Considering what I have said above, what will be the cost of eradicating diseases such as these? For example, it could cost millions–perhaps billions–of dollars to find an effective medicine for Ebola. While the world is waiting for the right vaccine, can anything be done that is not so frightfully expensive? Is it not that the message of fidelity and sanitation are the most effective ways to prevent the spread of diseases such as Ebola and others mentioned above? Heroic efforts to find the cure should go on, and we should all pray that a vaccine will be found. But in terms of cost, teaching fidelity and sanitation is far less costly.
Ministries of health and medical schools can produce books and present lectures on how to curtail the spread of these social diseases. But even such things cost money to operate the schools and to publish the books. And remember, those books will be of limited value in societies where few people are able to read. The better contribution would be for the books to help medical workers teach fidelity and sanitation because without the change of behavior, the teaching would be of limited effect.
So, if there is a less costly way to get the message to the potential victims then what would it be? I am suggesting that the church is a natural place to emphasize fidelity and sanitation. No new buildings would be needed. No expensive programs of immunization would be required. In short, the greatest challenge would be to find and mobilize qualified medical people and social workers who will address the issues in churches, schools and social clubs or wherever one can find a place to speak about moral issues. Lives depend on hearing the message and changing behavior!
Think of the church as a voluntary organization that in most places has regular gatherers to hear sermons about morality and other aspects of living. I am quick to add, that meetings to address fidelity and sanitation should not take the place of preaching the gospel of salvation, but special meetings can be called to learn about how infidelity and lack of sanitation can decimate a society.
To some people, addressing this issue in church circles will raise a red flag.

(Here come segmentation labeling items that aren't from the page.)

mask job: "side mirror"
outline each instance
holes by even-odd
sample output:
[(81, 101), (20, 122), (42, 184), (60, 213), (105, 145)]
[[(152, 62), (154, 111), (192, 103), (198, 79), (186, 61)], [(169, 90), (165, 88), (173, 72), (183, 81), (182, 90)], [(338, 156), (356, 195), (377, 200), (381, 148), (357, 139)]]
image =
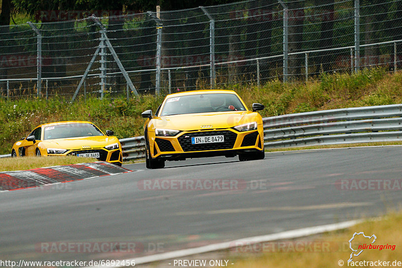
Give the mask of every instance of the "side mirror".
[(35, 143), (36, 140), (35, 139), (35, 136), (33, 135), (32, 136), (30, 136), (28, 138), (27, 138), (27, 140), (28, 141), (33, 141), (34, 143)]
[(264, 110), (264, 108), (265, 108), (265, 107), (264, 107), (263, 105), (259, 103), (253, 104), (253, 112), (261, 111), (261, 110)]
[(141, 114), (141, 117), (143, 117), (144, 118), (149, 118), (150, 119), (152, 119), (152, 110), (147, 110), (147, 111)]

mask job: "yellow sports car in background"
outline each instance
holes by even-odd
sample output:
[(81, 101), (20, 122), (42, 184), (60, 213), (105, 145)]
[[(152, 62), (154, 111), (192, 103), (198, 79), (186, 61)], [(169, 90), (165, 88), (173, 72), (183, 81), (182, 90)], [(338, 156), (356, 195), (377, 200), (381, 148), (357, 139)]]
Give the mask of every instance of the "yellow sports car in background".
[(204, 90), (166, 96), (155, 115), (142, 114), (146, 166), (161, 168), (165, 161), (239, 155), (240, 161), (264, 159), (262, 118), (253, 104), (249, 110), (233, 91)]
[(76, 155), (121, 165), (122, 146), (114, 134), (107, 130), (105, 135), (90, 122), (44, 124), (14, 143), (11, 156)]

But, I have tried to imagine what it would be like to be living in a small town or village somewhere in Pennsylvania (where I live) which is threatened by a widespread epidemic of a sexually transmitted disease. What if my hometown had a high percentage of the population suffering from Ebola, AIDS, gonorrhea or syphilis, some having more than one of these diseases? Would the church say, “That has nothing to do with us? Would the church just continue to bury the dead without calling attention to the infidelity and lack of sanitation that are causing so many deaths? Unless something changes, the church will simply need to prepare for more and more funerals.
This is not meant to be a simplistic solution to the prevalence of very deadly diseases, but it is meant to be encouragement for the church to pick up the challenge and speak to issues of fidelity and sanitation faced by those who are in danger. The message would be, “Be faithful to your spouse and do not ignore the importance of sanitation if you are serious about stemming the tide of such diseases as gonorrhea, syphilis, AIDS and now Ebola.” And what does this have to do with local sustainability? It is something that can be done with little or no outside funding. Mothers and fathers, medical practitioners and school teachers, as well as others in society can help to stem the tide by becoming learners and trainers regarding fidelity and sanitation.
And that would be mobilizing a local resource!